A maioria dos gestores e parlamentares que assumiu dia primeiro de janeiro talvez não saiba, mas no mesmo dia entrou em vigor, para todos os municípios brasileiros, a Lei 13.019/14, que permite que a gestão dos serviços públicos municipais sejam executados por organizações privadas sem fins lucrativos.
Sendo mais claro: gestão de escolas, unidades de saúde, assistência social, cultura ou qualquer área que não cumpra funções "exclusivas" de estado podem ser contratadas pelos governos municipais junto a organizações da sociedade civil. As escolas municipais tem baixo desempenho? Ok, o prefeito pode desenhar um bom contrato de gestão e selecionar uma instituição educacional privada de alto padrão para gerenciar integralmente a escola; o hospital municipal ou os abrigos da prefeitura são ineficientes? Da mesma forma: o prefeito pode virar o jogo. Buscar as melhores instituições gestoras, junto ao setor privado, e repactuar toda a prestação do serviço.
O mesmo vale para museus, bibliotecas, centros de cultura e eventos, asilos, creches, parques ou áreas esportivas. Toda esta imensa malha de repartições públicas que consome quase todo o orçamento municipal e sobre a qual o prefeito praticamente não tem controle pode ser gerida com base em contratos com o setor privado. Com metas claras e avaliação de resultados. A instituição contratada não trabalhou direito? Foi alertada e não acertou o passo? Sem problemas: troca-se o fornecedor do serviço. O prefeito retoma o controle sobre a gestão de seu próprio governo. Volta a ter condições de responder à sociedade, que (com razão) exige cada vez mais. Além disso, deixa de onerar o sistema de previdência municipal e gerar mais e mais burocracia pública.
O modelo de gestão contratualizado ainda tem outra vantagem: estimula a busca de recursos para além do orçamento público. Um exemplo: em Nova Iorque, boa parte das bibliotecas públicas tem gestão privada (exatamente dentro deste modelo). Quando morei por lá, era um frequentador, e me impressionava o número de voluntários trabalhando nas mais diversas funções, de recepcionistas a professores de literatura e história americana. No curso que frequentei o professor era um executivo aposentado do mercado financeiro. Alguém dirá que isto só acontece em Nova Iorque. Errado. Acontece em qualquer lugar. Basta criar a oportunidade para que as pessoas participem. Indivíduos e empresas doarão seu tempo e recursos para organizações civis de qualidade. Mas não o farão para o "governo".

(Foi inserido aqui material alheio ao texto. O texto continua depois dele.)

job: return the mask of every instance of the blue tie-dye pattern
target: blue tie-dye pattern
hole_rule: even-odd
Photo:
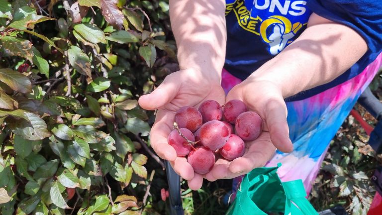
[[[308,102],[286,103],[290,138],[294,147],[293,155],[299,158],[308,155],[317,161],[348,115],[360,93],[336,104],[334,108],[330,108],[330,101],[316,103],[314,107]],[[290,154],[277,152],[283,156]]]

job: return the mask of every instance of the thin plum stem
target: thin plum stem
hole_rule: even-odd
[[[186,137],[186,136],[185,136],[185,135],[182,133],[182,132],[181,131],[180,128],[179,128],[179,126],[178,126],[178,123],[177,123],[176,122],[174,123],[174,128],[175,128],[176,130],[178,131],[178,132],[179,133],[179,135],[182,136],[182,137],[183,137],[184,138],[185,138],[186,141],[187,141],[187,142],[189,143],[189,144],[190,145],[193,146],[195,144],[197,143],[197,142],[198,142],[198,141],[194,142],[187,139],[187,137]]]

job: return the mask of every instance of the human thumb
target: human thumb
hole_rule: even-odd
[[[155,110],[171,102],[179,92],[181,84],[174,77],[168,76],[151,93],[141,96],[138,100],[139,106],[143,109]]]

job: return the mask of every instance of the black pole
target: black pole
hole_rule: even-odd
[[[168,161],[165,161],[169,194],[171,215],[184,215],[181,198],[181,177],[175,172]]]

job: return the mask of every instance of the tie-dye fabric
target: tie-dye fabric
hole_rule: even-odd
[[[307,99],[287,102],[287,121],[294,151],[288,154],[277,151],[266,166],[281,163],[278,171],[281,180],[302,179],[309,193],[330,141],[382,65],[380,54],[353,79]],[[222,86],[226,93],[241,82],[223,70]],[[234,180],[234,186],[239,179]]]

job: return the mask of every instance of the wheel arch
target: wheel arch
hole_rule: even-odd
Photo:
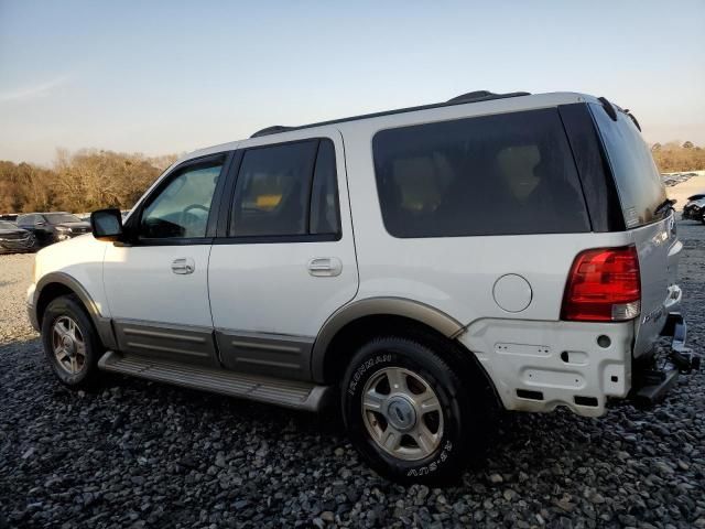
[[[321,384],[337,381],[341,365],[354,353],[349,349],[379,333],[415,332],[464,348],[454,339],[463,330],[460,322],[425,303],[403,298],[356,301],[334,313],[318,333],[312,352],[313,379]]]
[[[42,328],[42,319],[46,306],[61,295],[75,294],[88,313],[100,342],[106,348],[116,348],[117,342],[112,332],[112,324],[109,317],[100,314],[98,305],[88,291],[72,276],[65,272],[51,272],[42,277],[34,290],[33,312],[37,328]]]

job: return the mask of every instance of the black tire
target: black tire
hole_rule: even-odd
[[[79,369],[76,373],[69,373],[63,367],[54,354],[54,325],[66,317],[75,322],[85,346],[83,347],[84,360],[79,364]],[[98,359],[105,349],[77,296],[62,295],[52,300],[46,306],[42,319],[42,344],[54,375],[63,385],[80,389],[94,387],[98,384],[100,379]]]
[[[341,407],[348,435],[369,465],[394,482],[452,483],[463,475],[468,463],[484,458],[489,433],[487,428],[491,428],[487,420],[489,414],[486,413],[490,406],[481,397],[484,391],[473,388],[473,380],[478,377],[468,379],[464,376],[467,374],[466,366],[448,354],[449,350],[445,350],[445,355],[440,354],[444,345],[441,341],[432,339],[379,337],[357,352],[345,374]],[[452,346],[448,344],[446,349],[452,349]],[[430,455],[416,461],[406,461],[386,452],[369,432],[368,428],[372,427],[366,425],[362,412],[365,387],[373,377],[378,377],[370,382],[375,384],[383,376],[380,373],[387,373],[390,368],[402,368],[420,376],[441,403],[444,427],[442,435],[440,430],[436,432],[440,442]],[[369,419],[367,423],[370,423]],[[386,420],[382,419],[381,423],[386,423]],[[420,444],[417,446],[421,447]]]

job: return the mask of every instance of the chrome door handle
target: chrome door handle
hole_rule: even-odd
[[[191,257],[180,257],[172,261],[172,272],[178,274],[194,273],[196,263]]]
[[[337,257],[314,257],[308,261],[308,273],[316,278],[340,276],[343,263]]]

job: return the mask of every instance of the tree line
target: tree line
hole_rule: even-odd
[[[662,173],[705,170],[705,149],[691,141],[654,143],[651,153]],[[59,149],[51,168],[0,161],[0,213],[129,209],[175,160],[175,154]]]
[[[662,173],[705,170],[705,149],[692,141],[654,143],[651,145],[651,154]]]
[[[59,149],[51,168],[0,161],[0,213],[131,208],[175,154]]]

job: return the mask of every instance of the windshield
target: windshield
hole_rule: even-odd
[[[80,223],[80,218],[69,213],[46,213],[44,218],[48,224]]]

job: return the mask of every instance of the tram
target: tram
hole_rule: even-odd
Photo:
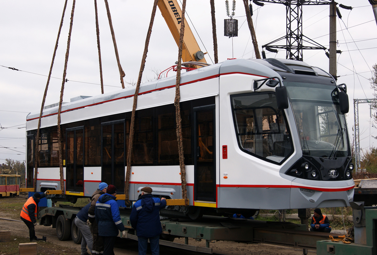
[[[175,76],[140,86],[130,200],[147,186],[155,195],[182,198],[175,86]],[[62,106],[66,197],[90,197],[100,181],[123,194],[135,92],[133,87]],[[234,212],[349,206],[354,167],[346,92],[327,72],[292,60],[230,60],[182,72],[188,207]],[[39,192],[60,189],[57,112],[57,106],[44,110],[38,141],[39,114],[27,117],[27,187],[33,186],[37,142]],[[178,210],[187,212],[184,207]]]
[[[19,195],[21,177],[19,175],[0,174],[0,197]]]

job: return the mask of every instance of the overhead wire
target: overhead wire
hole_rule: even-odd
[[[339,19],[339,18],[338,18],[338,19]],[[341,25],[341,24],[340,23],[340,22],[339,22],[339,24]],[[342,29],[342,30],[340,30],[340,31],[342,31],[342,34],[343,35],[343,37],[344,38],[344,40],[345,40],[346,37],[344,36],[344,33],[343,32],[343,30],[344,29]],[[347,44],[346,44],[346,46],[347,47],[347,49],[349,50],[349,49],[348,49],[348,45]],[[349,52],[349,51],[348,52],[348,54],[349,55],[349,58],[351,59],[351,63],[352,63],[352,69],[353,69],[354,70],[355,70],[354,72],[355,73],[356,73],[356,74],[357,74],[357,72],[356,71],[356,69],[355,68],[355,65],[354,64],[354,63],[353,63],[353,60],[352,60],[352,57],[351,56],[351,54]],[[341,65],[344,66],[343,66],[343,65]],[[352,71],[353,71],[353,70],[352,70]],[[359,82],[360,83],[360,86],[361,87],[361,89],[363,91],[363,92],[364,93],[364,94],[365,96],[365,98],[366,98],[366,97],[366,97],[366,94],[365,94],[365,92],[364,91],[364,88],[363,88],[363,85],[362,85],[361,81],[360,81],[360,78],[359,78],[359,75],[357,75],[357,79],[359,80]],[[355,84],[354,83],[354,84]],[[354,85],[353,98],[355,98],[355,88],[356,87],[356,86],[354,86]]]
[[[0,66],[2,66],[3,67],[5,67],[5,68],[9,68],[9,69],[12,69],[13,70],[14,70],[14,71],[20,71],[20,72],[27,72],[27,73],[28,73],[29,74],[36,74],[37,75],[41,75],[41,76],[44,76],[45,77],[48,77],[48,75],[44,75],[44,74],[37,74],[37,73],[32,72],[28,72],[28,71],[25,71],[24,70],[20,70],[19,69],[17,69],[15,68],[14,68],[8,67],[8,66],[3,66],[3,65],[0,65]],[[54,79],[58,79],[59,80],[61,80],[62,79],[62,78],[58,78],[58,77],[53,77],[52,76],[51,76],[51,78],[54,78]],[[85,81],[74,81],[74,80],[67,80],[67,79],[66,79],[66,81],[73,81],[73,82],[79,82],[79,83],[86,83],[87,84],[93,84],[93,85],[101,85],[101,84],[99,84],[98,83],[91,83],[91,82],[85,82]],[[108,87],[115,87],[115,88],[121,88],[121,87],[120,86],[112,86],[112,85],[105,85],[105,84],[104,84],[103,86],[107,86]]]

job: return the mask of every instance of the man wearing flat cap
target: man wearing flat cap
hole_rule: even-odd
[[[159,211],[166,206],[166,200],[153,197],[150,187],[144,187],[141,190],[141,195],[133,204],[130,217],[138,239],[139,255],[146,254],[148,239],[152,255],[158,255],[159,236],[162,232]]]
[[[329,219],[327,216],[322,214],[321,209],[319,208],[314,209],[314,215],[311,219],[310,226],[311,231],[326,233],[330,233],[331,232]]]

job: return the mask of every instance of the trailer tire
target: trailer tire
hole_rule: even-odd
[[[70,234],[70,220],[60,215],[56,220],[56,235],[60,241],[66,241]]]
[[[81,233],[80,229],[75,224],[74,220],[72,222],[72,226],[71,226],[71,235],[72,236],[72,240],[76,244],[81,243],[83,235]]]

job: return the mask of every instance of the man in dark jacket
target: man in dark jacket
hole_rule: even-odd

A lei faz essencialmente três exigências: que as organizações contratadas tenham experiência e competência comprovada na área em que irão atuar, que não tenham fins lucrativos e que a sua escolha seja feita por um processo de seleção pública. Um concurso simples e efetivo. Conduzido com critério técnico e imparcialidade. E que o poder público elabore um bom "termo de colaboração", isto é, um bom contrato, com objetivos bem definidos e critérios para cobrar resultados efetivos para os cidadãos.
Minha recomendação aos prefeitos: façam uma boa análise da Lei 13.019/14. Ela é um instrumento jurídico de inovação, que não gera obrigações, mas cria possibilidades. Se o prefeito quiser, pode continuar a tocar a máquina da prefeitura no modo tradicional, trocando lâmpadas nas escolas e comprando seringas nas unidades de saúde com a nossa velha lei das licitações; pode continuar abrindo concursos, aumentando a máquina pública e o poder das corporações. Mas agora ele tem uma alternativa: pode gerenciar de um jeito novo, leve, exigindo a responsabilização de quem executa os serviços.
Haverá, por óbvio, quem diga que não é bem assim. Haverá quem não entenda exatamente o que são "atividades exclusivas de estado". Haverá quem diga que tudo não passa de mais uma tentativa de "privatização" dos serviços públicos. Isto mesmo que a Lei tenha sido formulada, votada e sancionada pela ex-Presidente Dilma. Minha sugestão: que os gestores saibam separar o joio do trigo. Identificar o que é interesse público e o que não passa de simples jogo corporativo. Ao final do dia, são eles, os prefeitos, que serão cobrados pela qualidade dos serviços prestados à sociedade.
Fernando L. Schüler é cientista político e professor do Insper.